Mas não é só isso que preocupa quem quer um País menos instável e, portanto, longe da “estabilidade” enganadora da Folha de S. Paulo. Trata-se do seguinte: o Datafolha e a Folha trataram outros 34% dos eleitores entrevistados a respeito da confiança em Lula da Silva como algo neutro, mas o enunciado “confiam pouco” é denunciador de uma desconfiança estendida, embora menos assertiva e radical do que os 42% que “não confiam” no que diz o presidente.
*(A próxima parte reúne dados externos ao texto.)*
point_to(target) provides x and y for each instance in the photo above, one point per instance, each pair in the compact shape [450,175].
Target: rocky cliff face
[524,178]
A Folha e o Datafolha, e isso não é de hoje, prestam desserviço ao jornalismo nacional quando tratam de questões políticas. O enviesamento da linha editorial torna tudo que se refere ao Datafolha extremamente suspeito. E olhem que não conhecemos a cozinha dos dados, ou seja, as entranhas da metodologia e da aplicação da metodologia no campo de jogo.
Aqueles 14 pontos percentuais de diferença entre Lula da Silva e Jair Bolsonaro no primeiro turno são apenas a ponta do iceberg dessa dupla do barulho e da doutrinação ideológica mais despudorada do jornalismo nacional. A esquerda não precisa disso para combater a direita num regime democrático. O consumidor de informação não é bobo. A Folha quer agradar a maioria de leitores de esquerda que a consomem. É uma Jovem Pan de papel e digital com mais radicalismo.